Le Conseil constitutionnel valide la loi autorisant la recherche sur les embryons

Dans sa décision du 1er août 2013 n°2013-674 DC, le Conseil constitutionnel a jugé la Loi tendant à modifier la loi n°2011-814 du 7 juillet 2011 relative à  la bioéthique en autorisant sous certaines conditions la recherche sur l’embryon et les cellules souches embryonnaires conforme à la Constitution. 

La loi bioéthique de 2004 avait permis aux chercheurs de pouvoir réaliser des recherches sur les cellules embryonnaires humaines, lesquelles étaient soumises à de strictes conditions. Le principe était alors celui de l’interdiction, assortie de dérogations exceptionnelles. Par suite, la loi du 7 juillet 2011 sur la bioéthique n’en n’a pas modifié le régime, lequel restait celui de l’interdiction avec dérogation. Toutefois les chercheurs français, et notamment l’INSERM, appelaient de leurs vœux une clarification du cadre législatif, estimant notamment urgent de « combler le retard accumulé ces dernières années« .

Le texte attendu par une partie de la communauté scientifique « depuis une dizaine d’années » a été adopté par l’Assemblée Nationale au début du mois de juillet 2013. Comportant un article unique modifiant la loi sur la bioéthique, il permet le passage à un régime d’autorisation sous – de strictes – conditions.

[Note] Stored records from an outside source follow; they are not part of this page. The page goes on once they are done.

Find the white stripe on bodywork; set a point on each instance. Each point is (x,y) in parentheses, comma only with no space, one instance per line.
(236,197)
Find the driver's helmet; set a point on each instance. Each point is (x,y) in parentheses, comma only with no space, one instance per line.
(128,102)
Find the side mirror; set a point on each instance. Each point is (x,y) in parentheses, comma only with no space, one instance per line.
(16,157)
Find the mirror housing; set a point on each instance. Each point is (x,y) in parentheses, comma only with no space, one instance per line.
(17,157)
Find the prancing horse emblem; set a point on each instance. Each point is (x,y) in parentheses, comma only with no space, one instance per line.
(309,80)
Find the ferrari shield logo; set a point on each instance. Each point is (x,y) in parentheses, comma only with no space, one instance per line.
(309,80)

Saisi dans les conditions prévues au deuxième alinéa de l’article 61 de la Constitution (contrôle de constitutionnalité a priori), le Conseil constitutionnel était appelé à se prononcer sur la constitutionnalité de cette loi au regard de trois principaux moyens. Le premier, de procédure, était relatif à l’absence de saisine du Comité Consultatif National d’Ethique et d’autres organismes, en ayant recours à une proposition de loi ce qui était, selon les requérants, constitutif d’un détournement de procédure (I). Ensuite, les  juges du Palais Royal devaient se prononcer sur une éventuelle méconnaissance de l’objectif à valeur constitutionnelle d’accessibilité et d’intelligibilité de la loi ainsi que sur le moyen tiré de l’incompétence négative du législateur (II). Enfin, les auteurs de la saisine invoquaient le moyen tiré de l’atteinte au principe de sauvegarde de la dignité de la personne humaine (III).

Par sa décision du 1er août 2013, le Conseil constitutionnel juge la loi en conformité totale avec la Constitution.

I. Le fait d’éluder l’application de l’article L. 1412-1-1 du Code de la Santé Publique (CSP) en ayant recours à une proposition de loi n’est pas constitutif d’un détournement de pouvoir contraire à la Constitution.

Le Conseil rappelle que les dispositions de l’article L. 1412-1-1 du CSP n’ont qu’une « valeur législative ». De plus, l’article 39 alinéa premier de la Constitution dispose « L’initiative des lois appartient concurremment au Premier ministre et aux membres du Parlement ». Ainsi, « aucune règle constitutionnelle ou organique ne faisait obstacle au dépôt et à l’adoption de la proposition de loi dont est issue la loi déférée », les requérants n’étant dès lors pas fondés à soutenir que le recours à une proposition de loi et, partant, la non-application de l’article L. 1412-1-1 du CSP était constitutif d’un détournement de procédure. La loi soumise au contrôle du Conseil constitutionnel a donc été adoptée « selon une procédure conforme à la Constitution ».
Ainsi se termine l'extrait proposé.